In this winter when fundraising is harder than reaching the sky, a16z suddenly rolled out its fifth crypto fund of 2.2 billion USD. This big pile of money isn’t intended to go after empty, flashy speculation in the air—it directly targets real applications that you can see and touch, such as stablecoins, asset tokenization, and on-chain finance. This added push isn’t just a symbolic boost to the market—it injects confidence into it.

It also more clearly signals that the direction of Web3 has fundamentally changed: capital no longer buys into pure storytelling—they want hard infrastructure that can solve real problems!
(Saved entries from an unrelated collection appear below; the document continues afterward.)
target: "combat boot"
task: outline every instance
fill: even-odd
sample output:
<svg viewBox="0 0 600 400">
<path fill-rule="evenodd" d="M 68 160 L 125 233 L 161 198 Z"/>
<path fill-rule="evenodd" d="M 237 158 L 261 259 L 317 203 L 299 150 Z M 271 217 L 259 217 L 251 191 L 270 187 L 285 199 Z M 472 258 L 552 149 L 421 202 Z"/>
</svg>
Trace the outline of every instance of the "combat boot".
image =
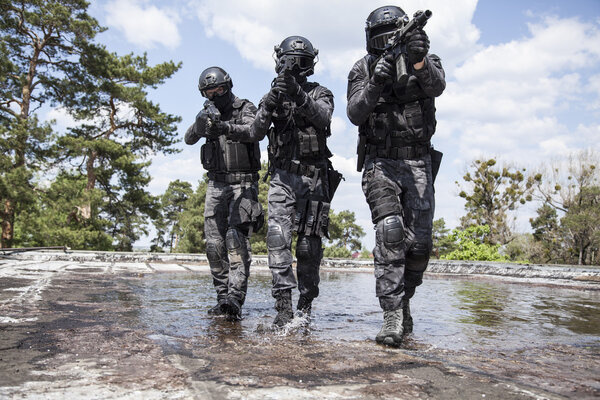
<svg viewBox="0 0 600 400">
<path fill-rule="evenodd" d="M 402 343 L 402 308 L 383 312 L 383 326 L 375 337 L 377 343 L 400 346 Z"/>
<path fill-rule="evenodd" d="M 216 306 L 208 310 L 208 315 L 225 315 L 225 300 L 219 300 Z"/>
<path fill-rule="evenodd" d="M 402 300 L 400 308 L 402 308 L 402 329 L 404 330 L 404 334 L 408 335 L 413 331 L 413 319 L 412 315 L 410 315 L 410 300 Z"/>
<path fill-rule="evenodd" d="M 276 297 L 275 309 L 277 310 L 277 315 L 273 320 L 273 326 L 276 328 L 285 326 L 294 318 L 291 290 L 283 290 L 279 293 Z"/>
<path fill-rule="evenodd" d="M 240 321 L 242 319 L 242 305 L 234 297 L 227 297 L 225 304 L 223 305 L 225 316 L 230 321 Z"/>
<path fill-rule="evenodd" d="M 307 297 L 300 295 L 298 299 L 298 306 L 296 307 L 297 313 L 296 315 L 299 318 L 305 318 L 308 322 L 310 322 L 310 312 L 312 311 L 312 300 L 309 300 Z"/>
</svg>

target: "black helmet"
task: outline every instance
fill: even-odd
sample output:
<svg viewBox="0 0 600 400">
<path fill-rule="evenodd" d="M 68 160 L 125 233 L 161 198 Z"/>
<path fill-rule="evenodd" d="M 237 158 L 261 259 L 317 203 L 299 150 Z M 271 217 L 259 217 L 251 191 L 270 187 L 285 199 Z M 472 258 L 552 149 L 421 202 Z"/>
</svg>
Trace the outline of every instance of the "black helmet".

Even more interesting changes are happening in personnel arrangements. CTO Eddy Lazzarin has been promoted to general partner, which means a16z’s investment logic is shifting from marketing-driven to technical hard-core. This shift instantly makes projects like EigenCloud—sitting right at the intersection of Restaking and AI—turn into hot tickets. When top-tier venture capital firms start handing the purse strings to people who actually build technology, the infrastructure that aims to use AI to improve blockchain efficiency and move assets on-chain will finally enter a true breakout period.
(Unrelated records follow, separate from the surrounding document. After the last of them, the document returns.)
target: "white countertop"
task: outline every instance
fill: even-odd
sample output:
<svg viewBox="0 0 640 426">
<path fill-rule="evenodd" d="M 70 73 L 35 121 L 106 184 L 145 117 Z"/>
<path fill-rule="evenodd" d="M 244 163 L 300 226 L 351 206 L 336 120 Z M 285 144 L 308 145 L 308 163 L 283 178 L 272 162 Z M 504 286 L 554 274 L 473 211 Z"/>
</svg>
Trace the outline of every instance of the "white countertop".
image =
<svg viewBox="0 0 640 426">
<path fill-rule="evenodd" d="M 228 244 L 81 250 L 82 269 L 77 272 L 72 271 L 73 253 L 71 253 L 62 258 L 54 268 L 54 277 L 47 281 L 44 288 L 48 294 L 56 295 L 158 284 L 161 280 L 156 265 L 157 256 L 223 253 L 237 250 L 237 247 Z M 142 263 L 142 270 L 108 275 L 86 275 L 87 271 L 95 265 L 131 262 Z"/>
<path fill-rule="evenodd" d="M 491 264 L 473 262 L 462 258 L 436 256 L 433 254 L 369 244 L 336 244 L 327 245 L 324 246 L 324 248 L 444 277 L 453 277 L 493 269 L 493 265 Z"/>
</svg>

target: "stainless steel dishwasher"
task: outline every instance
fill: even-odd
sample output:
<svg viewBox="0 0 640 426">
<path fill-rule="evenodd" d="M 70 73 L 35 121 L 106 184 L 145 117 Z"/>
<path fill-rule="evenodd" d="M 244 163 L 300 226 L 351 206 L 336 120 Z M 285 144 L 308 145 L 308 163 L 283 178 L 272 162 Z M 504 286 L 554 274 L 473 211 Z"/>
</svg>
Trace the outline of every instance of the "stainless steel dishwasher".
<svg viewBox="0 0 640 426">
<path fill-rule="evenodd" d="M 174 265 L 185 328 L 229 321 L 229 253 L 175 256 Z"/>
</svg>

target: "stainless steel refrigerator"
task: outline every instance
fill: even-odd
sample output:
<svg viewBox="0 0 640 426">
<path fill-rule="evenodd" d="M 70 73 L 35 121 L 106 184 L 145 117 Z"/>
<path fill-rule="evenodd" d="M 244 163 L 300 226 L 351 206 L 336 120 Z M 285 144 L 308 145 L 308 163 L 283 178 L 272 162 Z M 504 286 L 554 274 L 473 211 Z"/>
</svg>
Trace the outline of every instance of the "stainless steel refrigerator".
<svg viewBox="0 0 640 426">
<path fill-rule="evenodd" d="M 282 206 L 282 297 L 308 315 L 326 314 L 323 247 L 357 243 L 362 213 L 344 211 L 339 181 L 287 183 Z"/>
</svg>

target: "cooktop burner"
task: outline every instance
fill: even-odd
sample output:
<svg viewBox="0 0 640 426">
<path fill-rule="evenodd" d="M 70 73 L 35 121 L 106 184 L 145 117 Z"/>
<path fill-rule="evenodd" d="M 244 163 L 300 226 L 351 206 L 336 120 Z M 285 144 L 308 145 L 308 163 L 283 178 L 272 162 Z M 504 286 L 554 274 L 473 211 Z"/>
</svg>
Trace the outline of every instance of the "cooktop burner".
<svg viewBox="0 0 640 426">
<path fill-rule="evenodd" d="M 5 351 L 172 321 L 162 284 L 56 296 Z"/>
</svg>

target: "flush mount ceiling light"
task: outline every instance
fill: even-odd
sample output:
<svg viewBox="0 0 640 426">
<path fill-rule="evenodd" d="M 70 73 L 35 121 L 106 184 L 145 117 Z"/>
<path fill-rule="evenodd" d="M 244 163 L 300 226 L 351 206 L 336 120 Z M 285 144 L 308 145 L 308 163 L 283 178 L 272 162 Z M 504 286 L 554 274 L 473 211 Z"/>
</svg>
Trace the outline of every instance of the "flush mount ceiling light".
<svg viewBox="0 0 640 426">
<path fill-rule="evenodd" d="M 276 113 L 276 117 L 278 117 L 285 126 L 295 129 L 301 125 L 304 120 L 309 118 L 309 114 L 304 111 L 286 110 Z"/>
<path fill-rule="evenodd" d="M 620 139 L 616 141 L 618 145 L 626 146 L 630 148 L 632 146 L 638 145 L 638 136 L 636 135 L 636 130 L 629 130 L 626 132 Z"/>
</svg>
With the big players leading the charge, the market’s mood still has a bit of cautious optimism. On the one hand, people believe this money can push the narrative of combining AI and crypto to new heights, reviving sectors that have been stuck with liquidity drying up; but on the other hand, everyone is watching the macro environment. After all, the market at the beginning of 2026 isn’t exactly warm. If the overall market’s total value continues shrinking, then pumping in blood from just one giant may not be enough to save all projects—because the truth that one tree can’t support a forest is something everyone understands.
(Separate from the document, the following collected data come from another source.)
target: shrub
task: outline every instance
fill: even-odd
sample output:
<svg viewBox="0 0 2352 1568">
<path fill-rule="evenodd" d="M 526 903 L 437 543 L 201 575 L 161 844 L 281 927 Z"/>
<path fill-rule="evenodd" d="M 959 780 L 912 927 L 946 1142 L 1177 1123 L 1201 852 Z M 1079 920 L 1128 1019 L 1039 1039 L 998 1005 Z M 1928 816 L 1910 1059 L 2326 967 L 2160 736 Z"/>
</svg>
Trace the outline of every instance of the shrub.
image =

Even though a16z is flush with cash, they cast a wide net. That means not every portfolio company can receive enough resources to dramatically change its fate. Especially for projects like EigenCloud that are deeply tied to the Ethereum ecosystem: if Ethereum itself performs weakly, these AI infrastructure projects built on top of it are likely to run into a ceiling. The key game right now is this: before the market turns around, can this 2.2 billion USD truly “nurture” these hardcore tracks into building real moats?

a16z’s move is basically telling everyone: don’t go chasing the fake stuff—the future depends on hands-on technology and real applications. Right now, they’re putting their money on the two big legs of infrastructure and AI. If you’re a long-term investor, this is a signal that big money is still flowing in; but if you’re hoping to get rich instantly just because this news broke, then you should stay calm. After all, when big capital enters, it still needs time to lay out the plan. We have to see whether this money can ultimately smash out a few truly useful products, instead of producing a bunch of code nobody uses.